"The dinosaurs became extinct because they didn't have a space program. And if we become extinct because we don't have a space program, it'll serve us right!" --Larry Niven
Captain’s Quarters points out a fairly good ‘dead tree’ media piece on the threat of killer asteroids. In the UKGuardian article there are the obligatory ‘experts caution’ kind of references - to try and play down any hysterics from earlier citing unprovable statistics I guess – but on the whole it is a pretty good writeup (especially so, considering the source).
The Captain closes with “but let's make sure we're tailoring the budget and the mission to the real threat, and not some hysterics intended to sell books and buy tax money”, and I agree.
So how do we think about the ‘real threat’? Risk management techniques were made for this kind of easy example. We don’t even have to deal with nuances.
First, what is the ‘risk’ to us from such an event? Generally speaking, and without considering action and intervention, ‘Risk’ is a two-dimensional concept. To characterize it we must assess the probability of an event happening and the consequences of such an event if it did happen.
Given what we know: a. we’ve been hit before and b. we don’t always see them coming, I can think of no reason to characterize the near-term risk of a killer asteroid in any way other than ‘low probability – dire consequences’ = taking no preparation against a possible ‘killer asteroid’ should be considered ‘High Risk’.

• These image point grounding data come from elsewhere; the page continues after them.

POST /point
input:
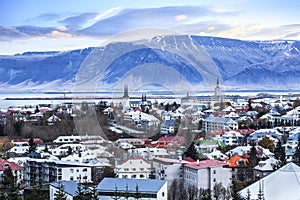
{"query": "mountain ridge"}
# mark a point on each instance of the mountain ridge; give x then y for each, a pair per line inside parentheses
(240, 64)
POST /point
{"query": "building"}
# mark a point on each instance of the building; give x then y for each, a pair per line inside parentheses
(232, 138)
(206, 174)
(255, 136)
(168, 169)
(211, 123)
(39, 171)
(134, 168)
(143, 189)
(70, 189)
(15, 169)
(279, 185)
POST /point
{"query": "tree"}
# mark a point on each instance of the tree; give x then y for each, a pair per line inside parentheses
(267, 143)
(94, 195)
(235, 194)
(32, 145)
(296, 157)
(191, 151)
(60, 193)
(279, 154)
(9, 181)
(253, 161)
(260, 195)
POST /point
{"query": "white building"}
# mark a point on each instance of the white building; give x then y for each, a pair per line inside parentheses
(218, 123)
(205, 174)
(145, 189)
(232, 138)
(168, 169)
(47, 171)
(134, 168)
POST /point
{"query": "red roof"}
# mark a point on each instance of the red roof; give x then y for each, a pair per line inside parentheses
(205, 164)
(4, 164)
(233, 161)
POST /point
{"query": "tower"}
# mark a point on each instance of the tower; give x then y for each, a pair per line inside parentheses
(126, 98)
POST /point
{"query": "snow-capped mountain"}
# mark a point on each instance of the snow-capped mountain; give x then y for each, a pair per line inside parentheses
(166, 61)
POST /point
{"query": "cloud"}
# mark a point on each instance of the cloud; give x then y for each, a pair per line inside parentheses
(180, 17)
(129, 19)
(75, 22)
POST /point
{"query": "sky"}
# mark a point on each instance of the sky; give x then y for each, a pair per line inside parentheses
(55, 25)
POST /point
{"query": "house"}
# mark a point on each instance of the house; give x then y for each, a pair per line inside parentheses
(282, 184)
(143, 189)
(67, 139)
(265, 167)
(16, 170)
(239, 167)
(206, 174)
(211, 123)
(134, 168)
(70, 189)
(208, 146)
(232, 138)
(47, 171)
(168, 169)
(255, 136)
(148, 153)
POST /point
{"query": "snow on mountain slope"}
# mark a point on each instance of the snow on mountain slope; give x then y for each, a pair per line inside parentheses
(242, 64)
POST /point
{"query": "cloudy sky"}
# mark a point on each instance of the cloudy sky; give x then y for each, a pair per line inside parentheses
(46, 25)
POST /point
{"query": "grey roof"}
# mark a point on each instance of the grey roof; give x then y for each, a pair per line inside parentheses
(70, 187)
(151, 186)
(282, 184)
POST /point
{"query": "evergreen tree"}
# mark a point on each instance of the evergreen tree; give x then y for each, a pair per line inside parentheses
(60, 193)
(279, 154)
(248, 195)
(9, 181)
(296, 157)
(191, 152)
(253, 161)
(94, 195)
(260, 195)
(235, 194)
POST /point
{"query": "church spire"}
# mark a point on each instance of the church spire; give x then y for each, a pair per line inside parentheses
(125, 91)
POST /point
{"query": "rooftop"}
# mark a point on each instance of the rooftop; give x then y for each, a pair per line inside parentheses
(123, 184)
(205, 164)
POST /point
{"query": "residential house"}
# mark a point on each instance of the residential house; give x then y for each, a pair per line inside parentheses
(239, 167)
(16, 170)
(168, 169)
(265, 167)
(232, 138)
(206, 174)
(255, 136)
(70, 189)
(211, 123)
(143, 189)
(38, 171)
(134, 168)
(279, 185)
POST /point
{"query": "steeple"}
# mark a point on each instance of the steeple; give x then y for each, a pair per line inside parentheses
(125, 91)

But we should and would intervene and take action if we could wouldn’t we? How fast could a threat appear and how fast can we come up with a way to deal with it? These factors can modify the ‘Risk’. Again, a simplified risk chart can illustrate the importance of the time factor:
Since large astronomical bodies have been first observed as they have already passed their closest point, and we don’t always get a long look at inbound threats we do see ahead of time, the speed the threat can materialize has to be considered ‘Quickly’. Since we haven’t developed a counter to the threat yet, and any program you can conceive will take longer to develop than the time it takes for one of these things to appear, the 'Risk' can still be considered 'high', even if we start developing a counter today.
When we DO develop a counter to the threat, how effective must it be to reduce the 'Risk'?
Since we already characterize the raw threat as ‘Great’, unless whatever counter we come up with is VERY effective, we (as in the whole freakin’ Earth ‘we’) will still remain at a high risk to a cosmic collision.
There are a lot of 'more probable' things that we have to worry about, but none have a greater consequence than wiping out the planet surface and current ecosystem in the blink of an eye. So stop fretting over unverified ‘man-made global warming’ and tell me why we don’t have a full time deep space watch and a long range counter-asteroid system yet?